Assembly Republican Leader Chad Mayes, R-Yucca Valley, issued a statement saying that having additional money is good news but the state mustn’t spend it as if it will reappear every year.
“We’ve made this mistake before,” he said. “Democrats should pay attention to the Legislative Analyst and Governor Brown’s warnings about overspending, and balance the need to invest in critical infrastructure projects to improve our roads, schools and dams with one-time money.
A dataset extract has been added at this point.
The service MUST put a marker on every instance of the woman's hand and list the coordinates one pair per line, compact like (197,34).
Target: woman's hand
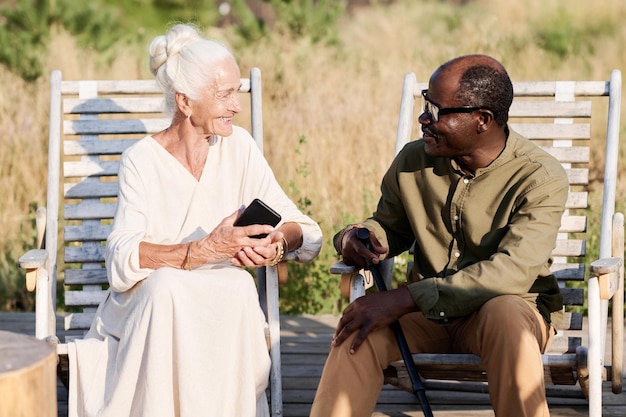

These investments will benefit us for generations.
“Additionally, we must pay attention to those left behind by an economic recovery that has largely benefitted the wealthy,” Mayes continued. “Assembly Republicans will be focused on restoring California’s middle class and providing opportunities for those trapped in the cycle of poverty. This starts by making sure that such programs are effective and run efficiently. It’s time to invest in people and infrastructure to build a stronger California.”